The behavioral performance seems quite low (67%), could authors explain the reasons for it?
We designed the object stimuli to be difficult to distinguish on purpose. Some of our pilot data showed that the more involved the participants were in the peripheral object task, the easier the foveal feedback information was to decoded. It is reasonable to assume that if the peripheral objects were easily distinguishable, the feedback mechanism may not be fully recruited during object processing. Furthermore, since we were decoding category and orientation information rather than identity information, the difficulty of distinguishing two objects from the same category and with the same orientation would not affect the decoding of category and orientation information in the neural signals.

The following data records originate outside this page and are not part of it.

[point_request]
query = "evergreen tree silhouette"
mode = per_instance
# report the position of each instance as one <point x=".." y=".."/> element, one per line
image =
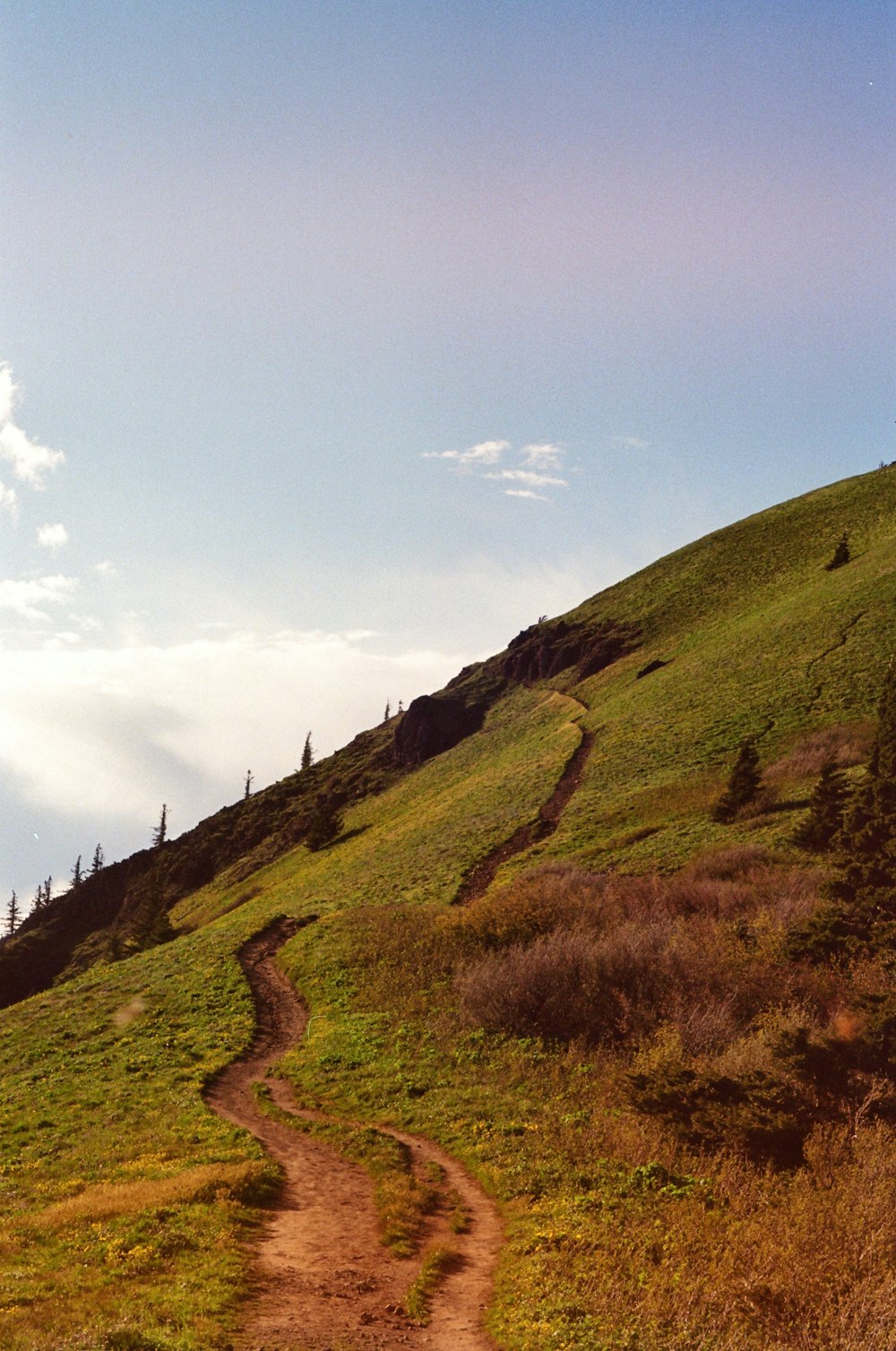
<point x="826" y="810"/>
<point x="744" y="784"/>
<point x="159" y="834"/>
<point x="840" y="555"/>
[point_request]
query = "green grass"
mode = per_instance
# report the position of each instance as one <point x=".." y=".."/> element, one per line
<point x="101" y="1077"/>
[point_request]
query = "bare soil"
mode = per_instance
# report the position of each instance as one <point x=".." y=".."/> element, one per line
<point x="323" y="1278"/>
<point x="480" y="877"/>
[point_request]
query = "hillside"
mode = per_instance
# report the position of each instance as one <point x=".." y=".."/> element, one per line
<point x="670" y="1172"/>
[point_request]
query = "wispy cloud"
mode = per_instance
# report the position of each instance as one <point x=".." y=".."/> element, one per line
<point x="632" y="442"/>
<point x="529" y="478"/>
<point x="53" y="537"/>
<point x="486" y="452"/>
<point x="29" y="458"/>
<point x="533" y="467"/>
<point x="26" y="598"/>
<point x="542" y="455"/>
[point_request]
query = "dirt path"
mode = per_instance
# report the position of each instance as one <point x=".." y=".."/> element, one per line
<point x="324" y="1279"/>
<point x="481" y="875"/>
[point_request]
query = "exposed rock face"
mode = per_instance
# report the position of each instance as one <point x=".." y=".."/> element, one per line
<point x="545" y="650"/>
<point x="431" y="726"/>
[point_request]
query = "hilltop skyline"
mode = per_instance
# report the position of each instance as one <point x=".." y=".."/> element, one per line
<point x="348" y="342"/>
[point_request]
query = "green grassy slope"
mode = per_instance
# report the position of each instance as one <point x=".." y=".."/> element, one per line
<point x="101" y="1076"/>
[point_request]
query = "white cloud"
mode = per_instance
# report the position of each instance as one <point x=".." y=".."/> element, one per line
<point x="542" y="455"/>
<point x="30" y="460"/>
<point x="486" y="452"/>
<point x="115" y="733"/>
<point x="537" y="465"/>
<point x="24" y="598"/>
<point x="529" y="478"/>
<point x="53" y="537"/>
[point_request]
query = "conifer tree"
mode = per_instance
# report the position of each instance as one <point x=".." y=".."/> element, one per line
<point x="826" y="810"/>
<point x="744" y="784"/>
<point x="326" y="819"/>
<point x="159" y="834"/>
<point x="840" y="555"/>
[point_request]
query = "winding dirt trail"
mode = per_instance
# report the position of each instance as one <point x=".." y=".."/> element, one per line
<point x="324" y="1281"/>
<point x="481" y="875"/>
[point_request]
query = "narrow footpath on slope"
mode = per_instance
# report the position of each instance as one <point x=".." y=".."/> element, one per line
<point x="324" y="1278"/>
<point x="480" y="877"/>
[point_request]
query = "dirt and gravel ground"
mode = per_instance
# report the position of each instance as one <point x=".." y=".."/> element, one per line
<point x="323" y="1278"/>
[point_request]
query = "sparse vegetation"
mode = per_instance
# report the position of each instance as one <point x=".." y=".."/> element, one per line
<point x="744" y="784"/>
<point x="656" y="1039"/>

Reviewer #2 (Recommendations for the authors):
(1) Line 52: the meaning of the sentence starting with "However, ..." is not entirely clear. Maybe the word "while" is missing after the first comma?
(2) Line 224. If I'm understanding the rationale for the MEG analysis correctly, it was not possible to localize foveal regions, but the cross-location decoding analysis was used to approximate the strength and timing of feedback information. If this is the case, "neural representations in the foveal region" were not extracted.
(3) Figure 4. The key information is too small to see. The lines indicating where decoding performance was significant are quite thin but very important, and the text next to them indicating onset times of significant decoding is in such a small font size I needed to zoom in to 300% to read it (yes, my eyes are getting old and tired). Increasing the font size used to represent key information would be nice.
(4) Figure 4 caption. Line 270 describes the line color in the plots as yellow, but that color is decidedly orange to my eye.
(5) Line 340/341: Papers that define and describe feedback-receptive fields seem important to cite here:
Keller, A. J., Roth, M. M., & Scanziani, M. (2020). Feedback generates a second receptive field in neurons of the visual cortex. Nature, 582(7813), 545-549.
Kirchberger, L., Mukherjee, S., Self, M. W., & Roelfsema, P. R. (2023). Contextual drive of neuronal responses in mouse V1 in the absence of feedforward input. Science advances, 9(3), eadd2498.
(6) Lines 346-350: this sentence seems to have some missing or misused words, because the syntax isn't intact.
(7) Line 367: supports should be support.
We thank the reviewers for the comments and have corrected them in the manuscript.